Data stream billing rule fails to apply correct charges for multi-tenant setup

We’re running a multi-tenant IoT platform where each customer’s devices stream telemetry data through AWS IoT Core. Our billing engine should apply different rates based on custom attributes extracted from the message payload, but we’re seeing inconsistent charge calculations.

The IoT Rules Engine SQL is supposed to extract tenant_id and data_volume from incoming messages, then route to our billing Lambda:

SELECT tenant_id, data_volume, timestamp
FROM 'device/+/telemetry'
WHERE data_volume > 0

For some tenants, charges are calculated correctly at $0.05/MB, but others show $0.00 even though their devices are actively streaming. Our CloudWatch logs show the rule is triggering, but the billing Lambda receives null values for tenant_id intermittently. This is causing significant revenue leakage - we’ve missed approximately $12K in charges over the past month for about 30% of our tenant base. Has anyone dealt with attribute extraction issues in IoT Rules Engine affecting downstream billing calculations?

We had a similar multi-tenant billing issue last year. One thing that helped was adding a republish error action to your IoT rule. Configure it to send failed messages to a separate topic like ‘billing/errors’ so you can analyze what’s actually failing. We discovered that some messages had tenant_id as a number instead of string, which our Lambda wasn’t handling. The type coercion was failing silently.

Before you change device firmware, you can handle both formats in your IoT Rules Engine SQL using the get() function with fallback logic. Something like get(get(*, 'tenant_id'), get(metadata, 'tenant_id')) to check both locations. However, for production billing scenarios, I’d recommend creating separate rules for legacy and current message formats to avoid any ambiguity. The performance impact is minimal and you get clearer audit trails for charge allocation. Also verify your Lambda has proper error handling for malformed messages - silent failures in billing are the worst kind.

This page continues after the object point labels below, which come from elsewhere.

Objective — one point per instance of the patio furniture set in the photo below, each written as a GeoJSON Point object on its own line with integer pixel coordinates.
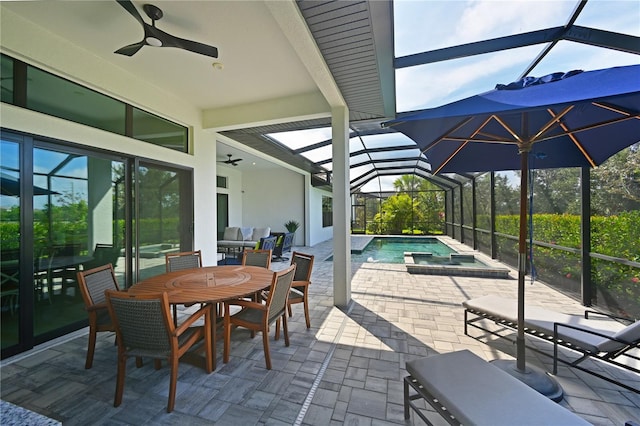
{"type": "Point", "coordinates": [252, 296]}
{"type": "Point", "coordinates": [464, 389]}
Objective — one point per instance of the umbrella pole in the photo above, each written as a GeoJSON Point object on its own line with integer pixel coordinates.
{"type": "Point", "coordinates": [534, 377]}
{"type": "Point", "coordinates": [522, 258]}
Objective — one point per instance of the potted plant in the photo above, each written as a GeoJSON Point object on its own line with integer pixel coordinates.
{"type": "Point", "coordinates": [292, 226]}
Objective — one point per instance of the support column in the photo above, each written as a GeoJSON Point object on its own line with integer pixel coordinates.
{"type": "Point", "coordinates": [341, 207]}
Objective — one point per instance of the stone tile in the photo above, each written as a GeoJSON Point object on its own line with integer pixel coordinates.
{"type": "Point", "coordinates": [356, 358]}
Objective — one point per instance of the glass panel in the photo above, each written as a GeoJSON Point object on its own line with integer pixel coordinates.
{"type": "Point", "coordinates": [467, 213]}
{"type": "Point", "coordinates": [6, 82]}
{"type": "Point", "coordinates": [158, 131]}
{"type": "Point", "coordinates": [78, 206]}
{"type": "Point", "coordinates": [10, 242]}
{"type": "Point", "coordinates": [615, 215]}
{"type": "Point", "coordinates": [385, 140]}
{"type": "Point", "coordinates": [161, 226]}
{"type": "Point", "coordinates": [404, 153]}
{"type": "Point", "coordinates": [302, 138]}
{"type": "Point", "coordinates": [319, 154]}
{"type": "Point", "coordinates": [56, 96]}
{"type": "Point", "coordinates": [483, 202]}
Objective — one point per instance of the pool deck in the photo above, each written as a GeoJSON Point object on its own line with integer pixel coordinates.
{"type": "Point", "coordinates": [346, 369]}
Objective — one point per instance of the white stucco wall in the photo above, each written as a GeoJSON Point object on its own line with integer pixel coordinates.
{"type": "Point", "coordinates": [272, 197]}
{"type": "Point", "coordinates": [317, 233]}
{"type": "Point", "coordinates": [25, 41]}
{"type": "Point", "coordinates": [234, 191]}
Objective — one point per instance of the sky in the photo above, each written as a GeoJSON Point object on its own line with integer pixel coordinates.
{"type": "Point", "coordinates": [427, 25]}
{"type": "Point", "coordinates": [424, 25]}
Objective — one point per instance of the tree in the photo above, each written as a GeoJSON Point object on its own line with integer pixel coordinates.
{"type": "Point", "coordinates": [615, 185]}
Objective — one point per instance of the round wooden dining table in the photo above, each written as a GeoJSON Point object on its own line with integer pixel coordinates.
{"type": "Point", "coordinates": [211, 284]}
{"type": "Point", "coordinates": [207, 285]}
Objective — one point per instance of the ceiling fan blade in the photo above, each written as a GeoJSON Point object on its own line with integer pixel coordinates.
{"type": "Point", "coordinates": [129, 7]}
{"type": "Point", "coordinates": [131, 49]}
{"type": "Point", "coordinates": [192, 46]}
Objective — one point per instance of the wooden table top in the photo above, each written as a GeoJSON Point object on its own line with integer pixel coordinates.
{"type": "Point", "coordinates": [208, 284]}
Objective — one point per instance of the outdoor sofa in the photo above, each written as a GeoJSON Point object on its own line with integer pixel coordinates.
{"type": "Point", "coordinates": [239, 238]}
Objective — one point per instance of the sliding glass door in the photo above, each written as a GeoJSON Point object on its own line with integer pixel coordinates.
{"type": "Point", "coordinates": [164, 216]}
{"type": "Point", "coordinates": [62, 211]}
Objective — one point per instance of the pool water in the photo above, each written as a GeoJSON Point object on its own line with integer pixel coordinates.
{"type": "Point", "coordinates": [392, 249]}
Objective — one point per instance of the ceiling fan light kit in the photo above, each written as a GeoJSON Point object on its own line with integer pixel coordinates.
{"type": "Point", "coordinates": [155, 37]}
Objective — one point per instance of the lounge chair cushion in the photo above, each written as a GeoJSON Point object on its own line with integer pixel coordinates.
{"type": "Point", "coordinates": [542, 319]}
{"type": "Point", "coordinates": [476, 392]}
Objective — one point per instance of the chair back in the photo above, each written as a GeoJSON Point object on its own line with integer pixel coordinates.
{"type": "Point", "coordinates": [304, 263]}
{"type": "Point", "coordinates": [143, 323]}
{"type": "Point", "coordinates": [183, 260]}
{"type": "Point", "coordinates": [279, 293]}
{"type": "Point", "coordinates": [268, 243]}
{"type": "Point", "coordinates": [94, 282]}
{"type": "Point", "coordinates": [257, 258]}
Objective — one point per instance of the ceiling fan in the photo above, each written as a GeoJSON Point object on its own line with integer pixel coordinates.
{"type": "Point", "coordinates": [230, 161]}
{"type": "Point", "coordinates": [158, 38]}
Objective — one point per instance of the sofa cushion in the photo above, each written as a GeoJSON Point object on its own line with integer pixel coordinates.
{"type": "Point", "coordinates": [260, 233]}
{"type": "Point", "coordinates": [231, 233]}
{"type": "Point", "coordinates": [245, 233]}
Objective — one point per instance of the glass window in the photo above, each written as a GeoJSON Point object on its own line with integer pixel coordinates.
{"type": "Point", "coordinates": [78, 223]}
{"type": "Point", "coordinates": [158, 131]}
{"type": "Point", "coordinates": [6, 82]}
{"type": "Point", "coordinates": [164, 216]}
{"type": "Point", "coordinates": [62, 98]}
{"type": "Point", "coordinates": [327, 211]}
{"type": "Point", "coordinates": [10, 242]}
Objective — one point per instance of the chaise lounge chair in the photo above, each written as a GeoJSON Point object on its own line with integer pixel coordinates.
{"type": "Point", "coordinates": [595, 335]}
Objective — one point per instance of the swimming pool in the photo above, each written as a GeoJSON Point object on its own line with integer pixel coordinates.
{"type": "Point", "coordinates": [426, 255]}
{"type": "Point", "coordinates": [392, 249]}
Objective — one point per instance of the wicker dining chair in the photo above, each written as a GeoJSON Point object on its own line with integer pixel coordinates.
{"type": "Point", "coordinates": [300, 287]}
{"type": "Point", "coordinates": [258, 316]}
{"type": "Point", "coordinates": [144, 329]}
{"type": "Point", "coordinates": [93, 283]}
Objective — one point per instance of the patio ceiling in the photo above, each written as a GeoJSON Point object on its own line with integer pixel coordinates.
{"type": "Point", "coordinates": [356, 41]}
{"type": "Point", "coordinates": [378, 154]}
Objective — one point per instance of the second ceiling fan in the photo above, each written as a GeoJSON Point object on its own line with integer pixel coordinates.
{"type": "Point", "coordinates": [233, 162]}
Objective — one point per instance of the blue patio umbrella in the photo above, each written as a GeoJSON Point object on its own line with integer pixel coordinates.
{"type": "Point", "coordinates": [572, 119]}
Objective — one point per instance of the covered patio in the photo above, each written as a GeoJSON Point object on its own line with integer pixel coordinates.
{"type": "Point", "coordinates": [347, 369]}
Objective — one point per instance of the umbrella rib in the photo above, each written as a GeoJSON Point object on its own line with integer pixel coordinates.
{"type": "Point", "coordinates": [571, 136]}
{"type": "Point", "coordinates": [441, 138]}
{"type": "Point", "coordinates": [444, 163]}
{"type": "Point", "coordinates": [616, 110]}
{"type": "Point", "coordinates": [555, 119]}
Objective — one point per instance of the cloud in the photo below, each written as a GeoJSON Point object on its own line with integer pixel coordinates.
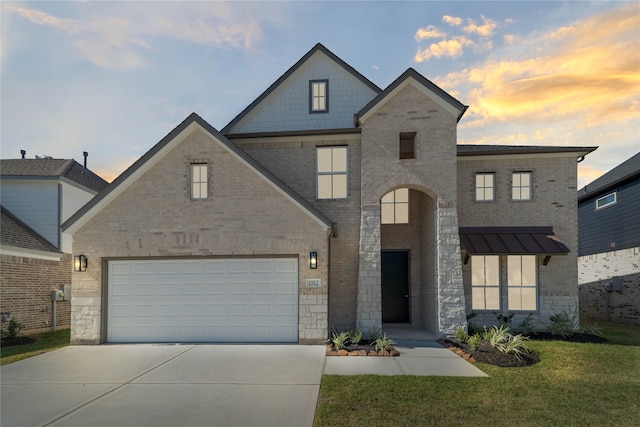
{"type": "Point", "coordinates": [588, 72]}
{"type": "Point", "coordinates": [430, 32]}
{"type": "Point", "coordinates": [451, 48]}
{"type": "Point", "coordinates": [452, 20]}
{"type": "Point", "coordinates": [115, 38]}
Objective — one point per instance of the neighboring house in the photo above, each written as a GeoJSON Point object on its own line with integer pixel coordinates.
{"type": "Point", "coordinates": [36, 196]}
{"type": "Point", "coordinates": [328, 203]}
{"type": "Point", "coordinates": [609, 244]}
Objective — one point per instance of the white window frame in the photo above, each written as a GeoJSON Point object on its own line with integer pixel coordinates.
{"type": "Point", "coordinates": [390, 200]}
{"type": "Point", "coordinates": [520, 192]}
{"type": "Point", "coordinates": [481, 288]}
{"type": "Point", "coordinates": [315, 97]}
{"type": "Point", "coordinates": [199, 181]}
{"type": "Point", "coordinates": [334, 172]}
{"type": "Point", "coordinates": [518, 284]}
{"type": "Point", "coordinates": [607, 204]}
{"type": "Point", "coordinates": [484, 187]}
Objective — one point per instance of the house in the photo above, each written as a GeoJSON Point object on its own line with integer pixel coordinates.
{"type": "Point", "coordinates": [327, 204]}
{"type": "Point", "coordinates": [36, 196]}
{"type": "Point", "coordinates": [609, 244]}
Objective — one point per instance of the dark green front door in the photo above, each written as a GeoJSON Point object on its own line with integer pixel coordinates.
{"type": "Point", "coordinates": [395, 287]}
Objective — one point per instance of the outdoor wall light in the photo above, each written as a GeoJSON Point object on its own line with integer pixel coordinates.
{"type": "Point", "coordinates": [313, 260]}
{"type": "Point", "coordinates": [79, 263]}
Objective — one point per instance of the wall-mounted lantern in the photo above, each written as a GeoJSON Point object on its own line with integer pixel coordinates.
{"type": "Point", "coordinates": [79, 263]}
{"type": "Point", "coordinates": [313, 260]}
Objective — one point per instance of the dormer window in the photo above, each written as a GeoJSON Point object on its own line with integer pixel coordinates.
{"type": "Point", "coordinates": [319, 96]}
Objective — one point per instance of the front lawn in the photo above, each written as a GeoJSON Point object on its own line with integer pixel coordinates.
{"type": "Point", "coordinates": [575, 384]}
{"type": "Point", "coordinates": [44, 342]}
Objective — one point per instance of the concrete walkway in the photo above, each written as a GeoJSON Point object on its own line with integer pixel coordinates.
{"type": "Point", "coordinates": [420, 358]}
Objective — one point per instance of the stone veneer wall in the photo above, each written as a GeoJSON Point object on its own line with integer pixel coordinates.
{"type": "Point", "coordinates": [25, 291]}
{"type": "Point", "coordinates": [594, 271]}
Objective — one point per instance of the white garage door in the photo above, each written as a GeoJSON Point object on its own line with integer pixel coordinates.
{"type": "Point", "coordinates": [203, 300]}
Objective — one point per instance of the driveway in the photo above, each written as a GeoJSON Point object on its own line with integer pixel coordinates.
{"type": "Point", "coordinates": [164, 385]}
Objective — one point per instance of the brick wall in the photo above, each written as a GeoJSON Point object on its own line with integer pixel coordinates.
{"type": "Point", "coordinates": [25, 291]}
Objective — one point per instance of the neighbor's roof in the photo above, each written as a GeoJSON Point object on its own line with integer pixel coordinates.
{"type": "Point", "coordinates": [448, 100]}
{"type": "Point", "coordinates": [48, 168]}
{"type": "Point", "coordinates": [483, 150]}
{"type": "Point", "coordinates": [626, 170]}
{"type": "Point", "coordinates": [318, 47]}
{"type": "Point", "coordinates": [16, 233]}
{"type": "Point", "coordinates": [131, 174]}
{"type": "Point", "coordinates": [511, 240]}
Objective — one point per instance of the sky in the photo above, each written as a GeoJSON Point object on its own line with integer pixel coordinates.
{"type": "Point", "coordinates": [113, 78]}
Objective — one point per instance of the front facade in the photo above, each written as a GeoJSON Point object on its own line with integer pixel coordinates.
{"type": "Point", "coordinates": [327, 204]}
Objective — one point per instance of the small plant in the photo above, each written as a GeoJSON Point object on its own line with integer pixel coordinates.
{"type": "Point", "coordinates": [14, 330]}
{"type": "Point", "coordinates": [526, 326]}
{"type": "Point", "coordinates": [561, 324]}
{"type": "Point", "coordinates": [355, 337]}
{"type": "Point", "coordinates": [461, 335]}
{"type": "Point", "coordinates": [474, 341]}
{"type": "Point", "coordinates": [339, 340]}
{"type": "Point", "coordinates": [383, 343]}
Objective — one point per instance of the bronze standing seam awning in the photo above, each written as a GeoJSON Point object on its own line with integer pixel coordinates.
{"type": "Point", "coordinates": [511, 241]}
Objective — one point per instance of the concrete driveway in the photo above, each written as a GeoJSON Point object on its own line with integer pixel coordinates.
{"type": "Point", "coordinates": [164, 385]}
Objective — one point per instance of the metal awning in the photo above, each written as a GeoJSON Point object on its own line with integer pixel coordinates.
{"type": "Point", "coordinates": [511, 241]}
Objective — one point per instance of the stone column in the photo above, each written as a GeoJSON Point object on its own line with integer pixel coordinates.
{"type": "Point", "coordinates": [369, 302]}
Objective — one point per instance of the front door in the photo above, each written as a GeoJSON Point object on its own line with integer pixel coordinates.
{"type": "Point", "coordinates": [395, 287]}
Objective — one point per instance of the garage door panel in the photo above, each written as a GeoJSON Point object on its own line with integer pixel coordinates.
{"type": "Point", "coordinates": [213, 300]}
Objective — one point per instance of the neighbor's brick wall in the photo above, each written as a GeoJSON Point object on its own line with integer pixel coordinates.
{"type": "Point", "coordinates": [596, 270]}
{"type": "Point", "coordinates": [25, 291]}
{"type": "Point", "coordinates": [554, 203]}
{"type": "Point", "coordinates": [243, 216]}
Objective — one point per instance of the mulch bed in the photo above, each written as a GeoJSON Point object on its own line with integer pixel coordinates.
{"type": "Point", "coordinates": [9, 342]}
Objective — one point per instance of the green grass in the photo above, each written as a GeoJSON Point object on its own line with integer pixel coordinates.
{"type": "Point", "coordinates": [45, 341]}
{"type": "Point", "coordinates": [573, 385]}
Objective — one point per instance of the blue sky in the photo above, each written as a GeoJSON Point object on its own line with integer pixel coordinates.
{"type": "Point", "coordinates": [113, 78]}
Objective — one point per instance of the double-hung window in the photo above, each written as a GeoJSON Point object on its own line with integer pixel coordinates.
{"type": "Point", "coordinates": [485, 187]}
{"type": "Point", "coordinates": [332, 173]}
{"type": "Point", "coordinates": [521, 186]}
{"type": "Point", "coordinates": [394, 207]}
{"type": "Point", "coordinates": [485, 282]}
{"type": "Point", "coordinates": [199, 181]}
{"type": "Point", "coordinates": [523, 282]}
{"type": "Point", "coordinates": [319, 96]}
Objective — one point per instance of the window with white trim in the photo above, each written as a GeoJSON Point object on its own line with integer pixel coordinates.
{"type": "Point", "coordinates": [199, 181]}
{"type": "Point", "coordinates": [485, 187]}
{"type": "Point", "coordinates": [608, 200]}
{"type": "Point", "coordinates": [319, 96]}
{"type": "Point", "coordinates": [394, 207]}
{"type": "Point", "coordinates": [521, 183]}
{"type": "Point", "coordinates": [485, 282]}
{"type": "Point", "coordinates": [522, 285]}
{"type": "Point", "coordinates": [332, 172]}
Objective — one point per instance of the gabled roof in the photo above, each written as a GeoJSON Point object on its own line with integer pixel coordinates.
{"type": "Point", "coordinates": [16, 233]}
{"type": "Point", "coordinates": [50, 168]}
{"type": "Point", "coordinates": [317, 48]}
{"type": "Point", "coordinates": [624, 171]}
{"type": "Point", "coordinates": [482, 150]}
{"type": "Point", "coordinates": [428, 87]}
{"type": "Point", "coordinates": [164, 146]}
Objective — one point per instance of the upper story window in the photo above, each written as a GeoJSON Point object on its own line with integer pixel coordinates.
{"type": "Point", "coordinates": [319, 96]}
{"type": "Point", "coordinates": [407, 145]}
{"type": "Point", "coordinates": [485, 282]}
{"type": "Point", "coordinates": [521, 186]}
{"type": "Point", "coordinates": [332, 172]}
{"type": "Point", "coordinates": [198, 181]}
{"type": "Point", "coordinates": [608, 200]}
{"type": "Point", "coordinates": [394, 207]}
{"type": "Point", "coordinates": [485, 187]}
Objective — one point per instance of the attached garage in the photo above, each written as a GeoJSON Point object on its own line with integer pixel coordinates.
{"type": "Point", "coordinates": [203, 300]}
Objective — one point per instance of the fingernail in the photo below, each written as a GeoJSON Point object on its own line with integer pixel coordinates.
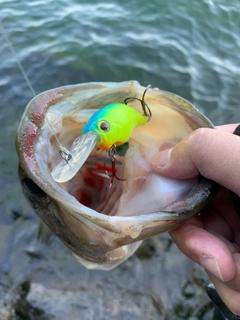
{"type": "Point", "coordinates": [212, 266]}
{"type": "Point", "coordinates": [161, 158]}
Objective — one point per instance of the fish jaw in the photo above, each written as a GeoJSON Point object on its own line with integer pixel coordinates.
{"type": "Point", "coordinates": [100, 225]}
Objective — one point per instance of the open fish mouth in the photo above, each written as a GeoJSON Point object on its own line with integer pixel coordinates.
{"type": "Point", "coordinates": [103, 225]}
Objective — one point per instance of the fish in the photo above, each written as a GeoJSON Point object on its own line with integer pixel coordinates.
{"type": "Point", "coordinates": [63, 168]}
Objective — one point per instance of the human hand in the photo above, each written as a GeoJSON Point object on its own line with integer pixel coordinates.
{"type": "Point", "coordinates": [212, 238]}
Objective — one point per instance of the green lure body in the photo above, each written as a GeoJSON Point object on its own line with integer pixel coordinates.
{"type": "Point", "coordinates": [114, 123]}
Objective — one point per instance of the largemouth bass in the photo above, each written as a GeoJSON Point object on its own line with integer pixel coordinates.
{"type": "Point", "coordinates": [103, 226]}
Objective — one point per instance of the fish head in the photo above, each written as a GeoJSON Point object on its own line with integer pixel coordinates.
{"type": "Point", "coordinates": [103, 226]}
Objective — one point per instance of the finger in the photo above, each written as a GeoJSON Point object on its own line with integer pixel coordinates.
{"type": "Point", "coordinates": [205, 248]}
{"type": "Point", "coordinates": [212, 153]}
{"type": "Point", "coordinates": [227, 127]}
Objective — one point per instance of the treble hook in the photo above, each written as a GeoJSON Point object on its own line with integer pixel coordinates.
{"type": "Point", "coordinates": [146, 110]}
{"type": "Point", "coordinates": [112, 156]}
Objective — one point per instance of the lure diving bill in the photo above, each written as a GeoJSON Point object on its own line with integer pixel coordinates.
{"type": "Point", "coordinates": [106, 129]}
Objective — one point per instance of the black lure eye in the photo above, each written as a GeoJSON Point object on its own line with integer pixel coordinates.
{"type": "Point", "coordinates": [104, 126]}
{"type": "Point", "coordinates": [33, 188]}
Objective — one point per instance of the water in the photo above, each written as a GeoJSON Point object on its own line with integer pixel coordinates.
{"type": "Point", "coordinates": [190, 48]}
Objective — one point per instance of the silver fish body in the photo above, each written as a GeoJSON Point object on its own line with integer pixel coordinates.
{"type": "Point", "coordinates": [103, 226]}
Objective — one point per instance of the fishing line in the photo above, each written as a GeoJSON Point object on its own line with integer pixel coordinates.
{"type": "Point", "coordinates": [64, 153]}
{"type": "Point", "coordinates": [5, 35]}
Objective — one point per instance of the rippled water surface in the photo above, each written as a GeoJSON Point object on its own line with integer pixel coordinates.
{"type": "Point", "coordinates": [190, 48]}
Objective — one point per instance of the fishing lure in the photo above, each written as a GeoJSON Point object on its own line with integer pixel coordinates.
{"type": "Point", "coordinates": [114, 125]}
{"type": "Point", "coordinates": [106, 129]}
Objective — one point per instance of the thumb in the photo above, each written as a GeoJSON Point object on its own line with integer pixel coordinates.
{"type": "Point", "coordinates": [210, 152]}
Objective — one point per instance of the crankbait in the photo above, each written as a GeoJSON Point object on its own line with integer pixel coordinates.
{"type": "Point", "coordinates": [106, 129]}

I’ve implemented several IoT billing systems and this is a common pattern. Here’s a comprehensive solution addressing all three aspects:

Custom Attribute Extraction: Modify your IoT Rules Engine SQL to handle schema variations robustly:

SELECT
  coalesce(tenant_id, metadata.tenant_id, 'UNKNOWN') as tenant_id,
  cast(data_volume as Decimal) as data_volume,
  timestamp,
  topic(2) as device_id
FROM 'device/+/telemetry'
WHERE data_volume IS NOT NULL

The coalesce() function checks multiple paths and provides a fallback. Using ‘UNKNOWN’ lets you identify and quarantine problematic messages.

Multi-tenant Charge Allocation: In your billing Lambda, implement a two-phase validation:

if tenant_id == 'UNKNOWN':
    publish_to_dlq(message)
    return

tenant_config = get_tenant_billing_config(tenant_id)
charge = calculate_charge(data_volume, tenant_config['rate'])

Create a DLQ (Dead Letter Queue) topic for failed extractions. This prevents revenue leakage while you investigate root causes.

IoT Rules Engine SQL Syntax Best Practices:

  • Always use explicit type casting for numeric fields (cast(data_volume as Decimal))
  • Add the device identifier from the topic path using topic() function for audit trails
  • Use IS NOT NULL instead of > 0 to catch extraction failures early
  • Enable CloudWatch Logs for your rule to see actual SQL execution results

For the $12K revenue leakage, query your CloudWatch Logs Insights with:


fields @timestamp, tenant_id, data_volume
| filter tenant_id = 'UNKNOWN' or tenant_id is null
| stats count() by bin(5m)

This shows when extractions failed. Cross-reference with your device deployment history to identify which firmware versions need updates.

Finally, implement idempotency in your billing Lambda using DynamoDB to track processed message IDs. This prevents double-charging when you reprocess the missed messages. Set up a separate reconciliation job that runs daily to compare IoT Core message counts against billing records - any discrepancy triggers alerts.

The key is treating billing as a critical path with proper error handling, monitoring, and reconciliation rather than assuming the happy path always works.

I’ve seen this before. The wildcard in your topic filter ‘device/+/telemetry’ might be causing issues if your message payload structure isn’t consistent across all devices. Check if the tenant_id field is always present at the same JSON path level. Sometimes devices send nested objects and the SQL SELECT doesn’t handle null gracefully. Try adding explicit null checks in your WHERE clause or use get() function with a default value.

Check your IoT Core metrics in CloudWatch - specifically RulesExecuted vs ActionsFailed. If you’re seeing a high ActionsFailed count, the issue is in the Lambda invocation, not the SQL extraction. Also, make sure your Lambda has adequate concurrency limits. We had throttling issues during peak hours that caused intermittent billing failures until we configured reserved concurrency for our billing Lambda.